I took the bottle from Mr. Wall’s outstretched hand and poured myself a toast to my enduring maidenhead. After Cara gave up men she stopped mocking me for it; in fact I suspect that, with h
er taste for extremes, she rather envied my being what Jo called a cradle-dyke. (The phrase conjured up an image of a baby lolling in a cradle, one blurry eye on the breast, deciding that nothing else would do.) Cara brought me back a badly printed red badge from Manchester once that said ‘Technically a Virgin’. I had never worn it, but every time I glimpsed it on the inside of my wardrobe door I grinned.
At a certain stage, it occurred to me now, chewing on a strand of ham, even the most technical of virgins becomes an old maid. Twenty-eight it was in Jane Austen’s day, so being thirty last May I was well past it. The spinsterhood, I decided, would be tall and crooked, in dark grey felt; not the prettiest, but I’d prefer it to the flapping gingham motherhood, or (god forbid) the wifehood drowned in off-white lace. Dykehood was definitely a baseball cap. There wasn’t a lesbianhood that I knew of, only an ism, sounding like a digestive disease. Someone would have to invent something better.

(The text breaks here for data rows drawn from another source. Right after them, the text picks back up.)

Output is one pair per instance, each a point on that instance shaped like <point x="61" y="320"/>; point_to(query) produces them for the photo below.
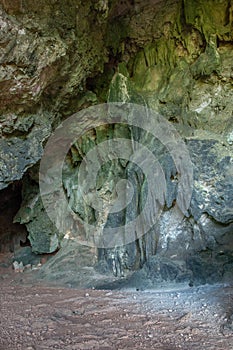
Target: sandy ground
<point x="40" y="317"/>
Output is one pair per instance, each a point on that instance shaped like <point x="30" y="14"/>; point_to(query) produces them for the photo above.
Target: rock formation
<point x="174" y="57"/>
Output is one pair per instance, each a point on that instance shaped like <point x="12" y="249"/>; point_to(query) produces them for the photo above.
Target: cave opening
<point x="13" y="236"/>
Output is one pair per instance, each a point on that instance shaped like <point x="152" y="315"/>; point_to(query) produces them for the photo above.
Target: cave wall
<point x="173" y="56"/>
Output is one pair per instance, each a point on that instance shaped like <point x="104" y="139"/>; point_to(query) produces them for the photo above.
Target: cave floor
<point x="36" y="316"/>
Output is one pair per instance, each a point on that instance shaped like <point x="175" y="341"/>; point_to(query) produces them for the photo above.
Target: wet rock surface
<point x="173" y="57"/>
<point x="39" y="317"/>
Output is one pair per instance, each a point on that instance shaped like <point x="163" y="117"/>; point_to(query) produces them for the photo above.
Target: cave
<point x="116" y="170"/>
<point x="12" y="235"/>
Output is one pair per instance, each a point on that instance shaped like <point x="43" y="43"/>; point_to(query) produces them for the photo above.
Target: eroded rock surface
<point x="174" y="57"/>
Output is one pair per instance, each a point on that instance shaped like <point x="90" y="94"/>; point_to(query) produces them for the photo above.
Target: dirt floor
<point x="35" y="316"/>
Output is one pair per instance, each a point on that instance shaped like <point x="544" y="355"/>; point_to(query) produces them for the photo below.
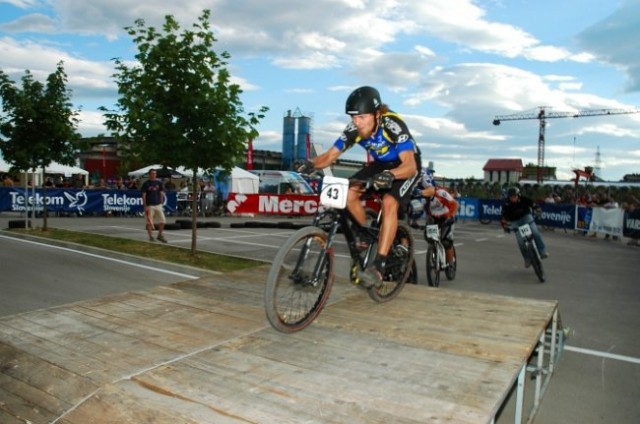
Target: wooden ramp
<point x="202" y="352"/>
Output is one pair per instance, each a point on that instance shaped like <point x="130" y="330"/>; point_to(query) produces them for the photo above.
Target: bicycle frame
<point x="531" y="248"/>
<point x="302" y="273"/>
<point x="432" y="235"/>
<point x="342" y="220"/>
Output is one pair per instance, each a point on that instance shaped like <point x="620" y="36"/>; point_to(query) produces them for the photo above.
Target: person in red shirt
<point x="441" y="209"/>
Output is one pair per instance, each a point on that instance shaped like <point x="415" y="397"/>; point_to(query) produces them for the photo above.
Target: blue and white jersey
<point x="385" y="145"/>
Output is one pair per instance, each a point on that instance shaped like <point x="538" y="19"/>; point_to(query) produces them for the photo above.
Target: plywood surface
<point x="202" y="352"/>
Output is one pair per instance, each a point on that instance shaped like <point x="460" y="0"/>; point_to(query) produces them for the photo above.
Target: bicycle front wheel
<point x="399" y="266"/>
<point x="450" y="271"/>
<point x="299" y="281"/>
<point x="433" y="266"/>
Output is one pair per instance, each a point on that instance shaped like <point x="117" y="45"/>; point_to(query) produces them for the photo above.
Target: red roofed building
<point x="503" y="170"/>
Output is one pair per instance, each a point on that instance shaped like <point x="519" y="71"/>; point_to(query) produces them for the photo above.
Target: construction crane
<point x="541" y="114"/>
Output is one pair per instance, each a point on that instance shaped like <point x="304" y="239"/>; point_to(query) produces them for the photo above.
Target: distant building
<point x="503" y="170"/>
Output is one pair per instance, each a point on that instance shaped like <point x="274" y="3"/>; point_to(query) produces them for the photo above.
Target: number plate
<point x="433" y="232"/>
<point x="525" y="230"/>
<point x="334" y="192"/>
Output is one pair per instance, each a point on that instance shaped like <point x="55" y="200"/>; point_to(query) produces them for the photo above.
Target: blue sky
<point x="447" y="66"/>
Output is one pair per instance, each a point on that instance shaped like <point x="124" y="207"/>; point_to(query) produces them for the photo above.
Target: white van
<point x="282" y="182"/>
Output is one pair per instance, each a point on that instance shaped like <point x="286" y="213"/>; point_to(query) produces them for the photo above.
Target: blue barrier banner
<point x="557" y="215"/>
<point x="78" y="201"/>
<point x="583" y="218"/>
<point x="489" y="209"/>
<point x="473" y="208"/>
<point x="468" y="208"/>
<point x="631" y="226"/>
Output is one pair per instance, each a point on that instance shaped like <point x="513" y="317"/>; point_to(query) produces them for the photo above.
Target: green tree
<point x="177" y="105"/>
<point x="38" y="123"/>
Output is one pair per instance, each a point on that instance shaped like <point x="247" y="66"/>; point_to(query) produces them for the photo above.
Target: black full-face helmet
<point x="513" y="191"/>
<point x="363" y="100"/>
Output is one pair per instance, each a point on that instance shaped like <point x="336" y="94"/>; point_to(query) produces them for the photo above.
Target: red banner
<point x="283" y="204"/>
<point x="272" y="204"/>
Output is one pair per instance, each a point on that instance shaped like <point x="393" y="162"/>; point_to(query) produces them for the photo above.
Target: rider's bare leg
<point x="389" y="227"/>
<point x="354" y="205"/>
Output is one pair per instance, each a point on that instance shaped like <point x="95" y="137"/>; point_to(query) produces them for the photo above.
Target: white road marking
<point x="106" y="258"/>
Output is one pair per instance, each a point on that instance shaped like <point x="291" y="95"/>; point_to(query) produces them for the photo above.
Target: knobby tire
<point x="450" y="271"/>
<point x="292" y="300"/>
<point x="433" y="266"/>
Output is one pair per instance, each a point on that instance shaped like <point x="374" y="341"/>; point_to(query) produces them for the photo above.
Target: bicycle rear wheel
<point x="536" y="263"/>
<point x="294" y="293"/>
<point x="433" y="266"/>
<point x="399" y="265"/>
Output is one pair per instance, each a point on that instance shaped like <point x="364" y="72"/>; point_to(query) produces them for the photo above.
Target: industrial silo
<point x="304" y="138"/>
<point x="288" y="141"/>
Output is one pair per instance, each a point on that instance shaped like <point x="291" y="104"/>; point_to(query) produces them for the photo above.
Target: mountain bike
<point x="531" y="248"/>
<point x="300" y="279"/>
<point x="436" y="254"/>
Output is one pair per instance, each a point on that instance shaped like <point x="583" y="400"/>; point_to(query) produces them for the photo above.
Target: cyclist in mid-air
<point x="518" y="210"/>
<point x="395" y="166"/>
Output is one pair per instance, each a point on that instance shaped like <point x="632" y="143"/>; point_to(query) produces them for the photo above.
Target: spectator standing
<point x="152" y="200"/>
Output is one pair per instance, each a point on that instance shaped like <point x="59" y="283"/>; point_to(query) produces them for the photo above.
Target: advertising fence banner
<point x="77" y="201"/>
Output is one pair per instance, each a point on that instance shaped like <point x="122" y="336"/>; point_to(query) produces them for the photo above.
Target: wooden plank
<point x="41" y="385"/>
<point x="201" y="351"/>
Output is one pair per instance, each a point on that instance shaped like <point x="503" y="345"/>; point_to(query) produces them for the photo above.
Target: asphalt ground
<point x="595" y="281"/>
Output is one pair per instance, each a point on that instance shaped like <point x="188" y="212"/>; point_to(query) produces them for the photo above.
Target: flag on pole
<point x="250" y="155"/>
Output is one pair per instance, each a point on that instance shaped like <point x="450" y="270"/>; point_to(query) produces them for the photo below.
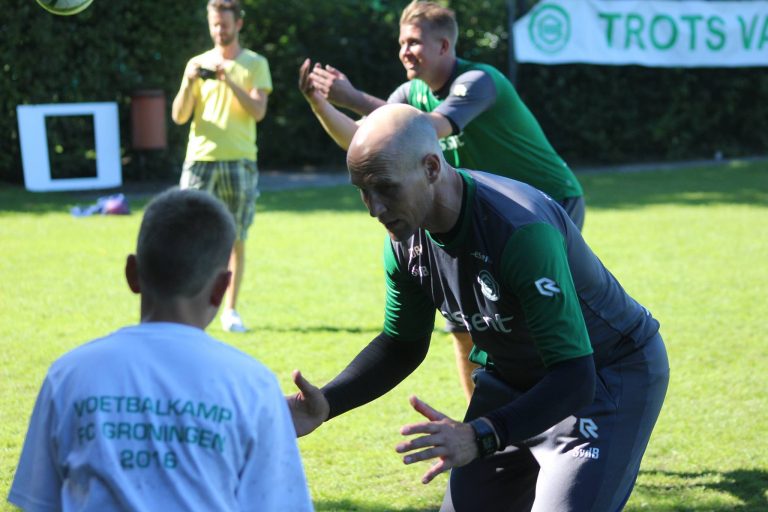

In the cool of the early evening Kate insisted on doing the washing up. I filled up the kettle for yet another boost of caffeine, and sat on the high stool by the counter, reading the crossword clues without bothering to reach for a biro to fill them in.
Mr. Wall padded in. He was wearing his best grey suit. ‘Twenty to seven now, girls.’
We stared at him.
‘The removal’s at seven. Is that what they call it? Reception of Remains?’ The words were slipping around in his throat.
‘Right,’ said Kate, all business.
‘I don’t think,’ I began, and the two of them stopped in their tracks. ‘Actually, I can’t manage it.’ They waited. ‘I could ring you a taxi…’
‘Why don’t you give me your keys.’ Kate’s voice, solid as a church bench. ‘I’m insured for any car.’
But you’re used to…’
‘I’ve driven plenty of manual cars on the left when I’ve been in London on business trips.’
‘Couldn’t spare a day to stop off in Dublin and see your sister on any of these trips, no?’ The words spat themselves out like bullets.
We were all equally startled. Kate’s mouth opened as if to answer, mine as if to apologize, but nothing came out of either. Mr. Wall’s face was uncooked dough. I fumbled for the keyring in my littered handbag. ‘Mind the clutch,’ I told her, ‘it’s a bit touchy.’